# Tree Based Methods
## Classification and Regression Trees (CART)

Decision trees, whether they are used for a continuous (regression) or discrete (classification) target variable, implement an algorithm called *Recursive Binary Splitting*.

### Recursive Binary Splitting

1. Search over the entire feature space, looking for the feature ($j$) and the value within that feature ($v_j$) that, when used as the split feature and value, results in the maximum reduction in the specified loss function.
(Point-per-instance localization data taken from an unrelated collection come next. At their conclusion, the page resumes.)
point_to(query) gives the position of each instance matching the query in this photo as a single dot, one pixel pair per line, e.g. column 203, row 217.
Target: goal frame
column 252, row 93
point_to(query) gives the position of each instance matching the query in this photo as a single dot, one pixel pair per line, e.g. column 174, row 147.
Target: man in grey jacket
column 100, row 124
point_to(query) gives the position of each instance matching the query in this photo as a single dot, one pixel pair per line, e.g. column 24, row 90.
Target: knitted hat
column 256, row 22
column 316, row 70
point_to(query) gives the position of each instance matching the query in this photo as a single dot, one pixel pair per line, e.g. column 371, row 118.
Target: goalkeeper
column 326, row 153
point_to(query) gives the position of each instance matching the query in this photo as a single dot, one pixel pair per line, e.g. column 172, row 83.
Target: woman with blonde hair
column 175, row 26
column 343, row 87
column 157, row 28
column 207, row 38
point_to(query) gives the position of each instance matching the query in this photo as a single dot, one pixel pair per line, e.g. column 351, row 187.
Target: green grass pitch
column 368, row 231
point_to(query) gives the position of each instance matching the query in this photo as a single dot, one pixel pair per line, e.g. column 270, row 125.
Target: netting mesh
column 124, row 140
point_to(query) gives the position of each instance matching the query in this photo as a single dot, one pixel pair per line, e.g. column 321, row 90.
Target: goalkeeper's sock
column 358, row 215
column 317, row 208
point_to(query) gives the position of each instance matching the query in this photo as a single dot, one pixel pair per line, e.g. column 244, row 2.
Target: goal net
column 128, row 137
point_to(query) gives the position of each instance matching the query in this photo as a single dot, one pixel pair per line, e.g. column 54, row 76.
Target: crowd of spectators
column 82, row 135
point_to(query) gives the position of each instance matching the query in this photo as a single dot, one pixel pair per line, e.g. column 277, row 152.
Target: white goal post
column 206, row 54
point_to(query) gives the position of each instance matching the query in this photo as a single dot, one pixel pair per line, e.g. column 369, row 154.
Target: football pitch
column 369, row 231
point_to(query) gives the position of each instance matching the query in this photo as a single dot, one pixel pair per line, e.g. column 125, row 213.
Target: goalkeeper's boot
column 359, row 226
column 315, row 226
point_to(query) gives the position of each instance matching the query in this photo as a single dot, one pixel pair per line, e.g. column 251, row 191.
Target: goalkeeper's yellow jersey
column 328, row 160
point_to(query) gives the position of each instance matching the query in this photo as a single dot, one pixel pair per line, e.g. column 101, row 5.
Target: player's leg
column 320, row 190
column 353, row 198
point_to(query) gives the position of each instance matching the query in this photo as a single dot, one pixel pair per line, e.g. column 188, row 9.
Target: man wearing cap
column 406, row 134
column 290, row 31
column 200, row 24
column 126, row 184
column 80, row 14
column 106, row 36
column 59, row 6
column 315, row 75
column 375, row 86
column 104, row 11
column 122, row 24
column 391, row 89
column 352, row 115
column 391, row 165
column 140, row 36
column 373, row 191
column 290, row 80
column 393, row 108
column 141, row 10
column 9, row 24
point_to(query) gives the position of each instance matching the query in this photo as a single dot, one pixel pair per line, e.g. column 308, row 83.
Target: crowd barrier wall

This will result in two subsets of the data.

2. Repeat step 1 on each of the two subsets until some stopping criteria is reached (usually a significantly "pure" subset is created, referred to as a "leaf" node).

##### Regression

With each successive split of a tree, the predicted value for all observations that fall into that subset (or region in the feature space if one is thinking about things geometrically) is the mean of the training observations that are in that subset/region. This will be a constant, mathematically defined as:

$$
c_m = \frac{\sum_{i \in R_m}^n y_i }{\left| R_m \right|}
$$

Translation: "The predicted value ($c_m$) for any observation that falls into the subset/region $m$ will be the average of the target variable for all training observations that fall into the same subset/region $m$." 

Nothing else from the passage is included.